During the past school year, I was enrolled in the B Ed. Program at Nipissing University. In addition to the regular program of teacher preservice education, I volunteered to participate in an action research project organised by three of our professors: Wendy Auger, Ron Wideman, and Michael Wodlinger. Forty-five B.Ed. candidates participated in the project, which had a focus on improving our classroom practice. Each of us researched a question of choice, recorded the findings, and reported to the group at the end of the year. Overall, the project taught us how to think through a problem of practice, implement solutions, and evaluate how well they worked.

This paper describes my processes and experiences as I investigated the question I chose. It also describes what I learned and where I am heading next.

After a lot of thought and the elimination of other questions, I arrived, by mid October, at the question that was to frame my study: "How can I, as a teacher, help students overcome math anxiety and find ways of preventing this anxiety?" There are many reasons why I chose this question, but, I think, the main reason was that I hated seeing the petrified look on students’ faces when the word math was mentioned. During my first placement in October, I kept asking myself the question: "How do I get all the students involved in the class?" You see, there were two students in the Grade Nine class who did not want to participate. When I talked to them and asked them why they did not want to participate, I received the response that math was stupid. When I dug a little deeper, I found that these students did not understand what we were doing in the class.

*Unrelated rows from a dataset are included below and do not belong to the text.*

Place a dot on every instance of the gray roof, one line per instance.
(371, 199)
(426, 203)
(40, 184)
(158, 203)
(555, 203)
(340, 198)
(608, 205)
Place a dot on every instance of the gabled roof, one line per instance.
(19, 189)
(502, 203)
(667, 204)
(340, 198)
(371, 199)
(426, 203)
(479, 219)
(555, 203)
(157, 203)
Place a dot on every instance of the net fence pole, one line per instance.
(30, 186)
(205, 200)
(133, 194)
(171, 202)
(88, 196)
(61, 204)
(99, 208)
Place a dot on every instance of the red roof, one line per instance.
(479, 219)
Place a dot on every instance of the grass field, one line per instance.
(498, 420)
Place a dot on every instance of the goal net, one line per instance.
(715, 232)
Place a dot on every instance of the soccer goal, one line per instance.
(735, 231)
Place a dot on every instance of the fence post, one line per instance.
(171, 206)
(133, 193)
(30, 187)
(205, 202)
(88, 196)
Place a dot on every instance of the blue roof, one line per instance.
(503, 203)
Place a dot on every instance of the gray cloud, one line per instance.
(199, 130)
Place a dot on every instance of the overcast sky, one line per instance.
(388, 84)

Even though the two students had the same fear of math, they rebelled in different ways. One student was very verbal and disruptive; the other student sat very quietly at his desk and did nothing. The student who acted out received attention because she was seen as a behaviour problem, but the student who sat quietly and did not work, received very little attention and was probably going to fall through the cracks. I wanted to find a way to help those students overcome their fears, anxieties, and problems and succeed at math.

Conducting the Study

I found this project challenging because the practice teaching placements were in clumps of two, three, or four weeks, totalling thirteen weeks. This meant that I did not spend long periods of time with the different classes. As a result, I was unable to experience the long-term growth of the students within the class. It was also challenging because I was a guest in another teacher’s classroom; thus, I had to respect the host teacher’s wishes. Despite these hurdles, I enjoyed the time I had in each class and, with open arms, accepted the challenges as opportunities to grow.

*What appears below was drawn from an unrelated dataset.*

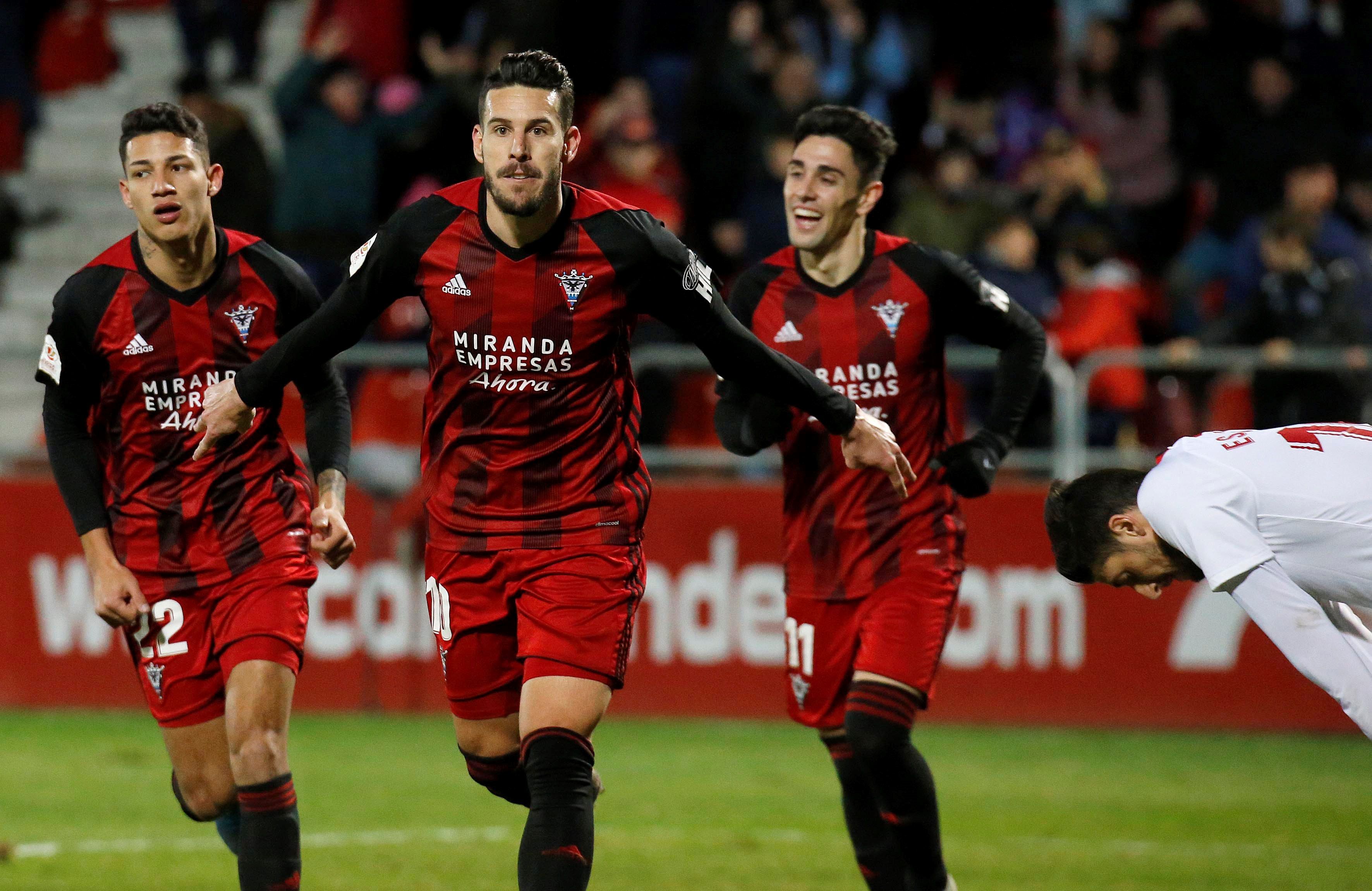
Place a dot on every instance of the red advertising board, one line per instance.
(1030, 647)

During the study, I collected data in a number of ways. I had a lot of informal conversations with other B.Ed. candidates, teachers and students. I kept a journal in which I recorded my thoughts and reflections on how things worked. I recorded reflections on each lesson I taught, as required by the Nipissing program. I also used the usual kinds of assessment techniques to measure student learning, and I collected information from students on their responses to the ways in which I was teaching math. My analysis of the data was assisted by conversations with other B.Ed. candidates in the action research project. We met monthly, during the academic year, to share experiences and discuss our individual studies.

Experiences and Findings

During the two week placement in October, I talked informally with some grade nine students who were not participating in the class. Through the conversations, some themes were evident. They were:

• Math is boring
• Math is confusing
• There is no point to math, and
• You will never use it.

Based on the students’ comments, I thought up a few teaching techniques I would like to use to see if they would encourage students to get involved in math. I used these techniques during the November placement, which was in the same classroom.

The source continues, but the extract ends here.